Farrell's hope is "We Are Walking a Bridge of Peace" and the overall project will make adults and children aware of the difficulties that many people face because of poverty and illness. He also hopes the project will lead to a greater effort to bring more resources to South African children orphaned by AIDS.

"We will attempt to accomplish these goals through listening to and singing songs, writing poetry, stories, and letters, and other forms of artistic expression, including drawings, paintings, and photography," Farrell said.

Students from the Theater Arts Production Company Middle and High School in the Bronx came to Bethel to make the recording.

The New York City public school, said teacher and choral director Eugenia Swinson, is about five-years-old and its students are predominantly Caribbean, Latino and African.

"It's a song of hope, joy," 11-year-old Alora Martinez said of the simple, lively tune. "It says be grateful of what you've got, have fun."
The News-Times/Michael Duffy
Students from the Theater Arts Production Company Middle and High School in the Bronx sing with John Farrell of Brewster, N.Y., center, at the Walnut Hill Community Church Monday in Bethel.

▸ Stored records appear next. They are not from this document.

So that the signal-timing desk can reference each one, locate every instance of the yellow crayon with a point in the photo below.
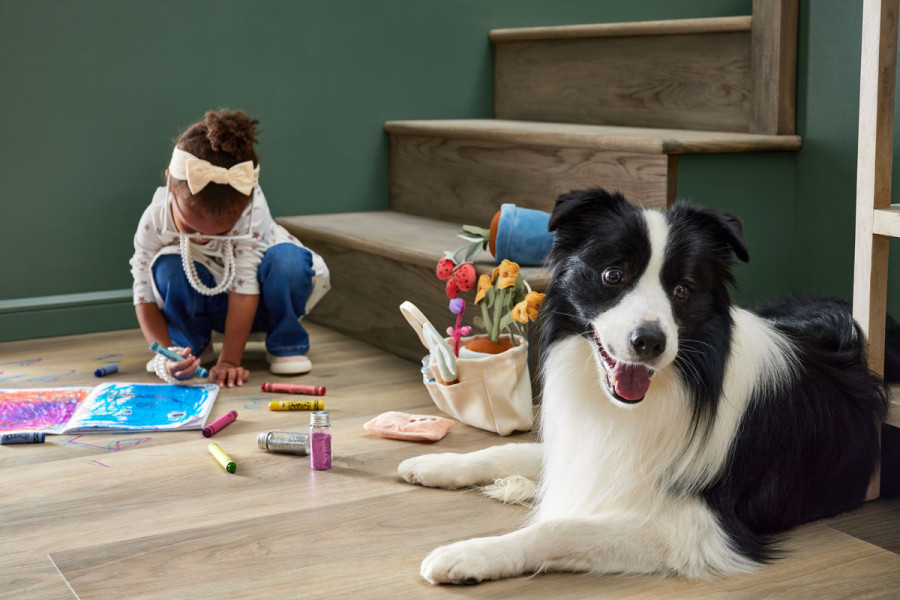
(222, 458)
(297, 405)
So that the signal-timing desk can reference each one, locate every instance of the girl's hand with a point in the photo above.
(230, 374)
(183, 370)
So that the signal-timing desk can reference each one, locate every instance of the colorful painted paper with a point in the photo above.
(46, 410)
(107, 408)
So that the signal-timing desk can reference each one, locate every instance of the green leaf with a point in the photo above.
(475, 231)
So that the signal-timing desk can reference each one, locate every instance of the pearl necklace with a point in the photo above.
(191, 271)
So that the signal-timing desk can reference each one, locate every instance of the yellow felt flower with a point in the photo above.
(519, 312)
(506, 274)
(484, 283)
(527, 309)
(533, 301)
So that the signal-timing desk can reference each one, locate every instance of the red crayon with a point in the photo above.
(287, 388)
(219, 424)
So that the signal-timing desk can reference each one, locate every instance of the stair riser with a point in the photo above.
(695, 81)
(366, 305)
(367, 290)
(466, 181)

For 12-year-old Delicia Myvett – who said "singing makes you feel good inside" – the song is about being happy and "proud of what you do." Delicia was happy for another reason on Monday. "I'm excited because I've never recorded a song before."

The South African group Thula Sizwe, formed in 1986, has recorded before. Director Abel Dlamini said the group's Zulu name means "hush and listen."

Thula Sizwe sings love songs, gospel songs and other songs in both English and Zulu. The group has been on a two-month tour of the East Coast and heads back home next week.

Farrell first saw Thula Sizwe only two weeks ago, shortly after he returned from South Africa. The group was performing at the Wooster School in Danbury – where Farrell's wife is a teacher – and Farrell asked if they would record his song.

The group quickly agreed. "We do it," Dlamini said, "to help the AIDS orphans in South Africa. Together we can do something."

Farrell heard about the Bronx middle school children through a friend, the same way he learned of the recording space available at Walnut Hill Community Church. The church's large worship center, with its good acoustics and lighting, provided the right spot for the audio and visual shoot.

And the church was glad to help, communications director Lisa Siedleki said. "God's given us this amazing facility," Siedleki said, "and any time we can make it available for someone using it for global good, we are glad to do it."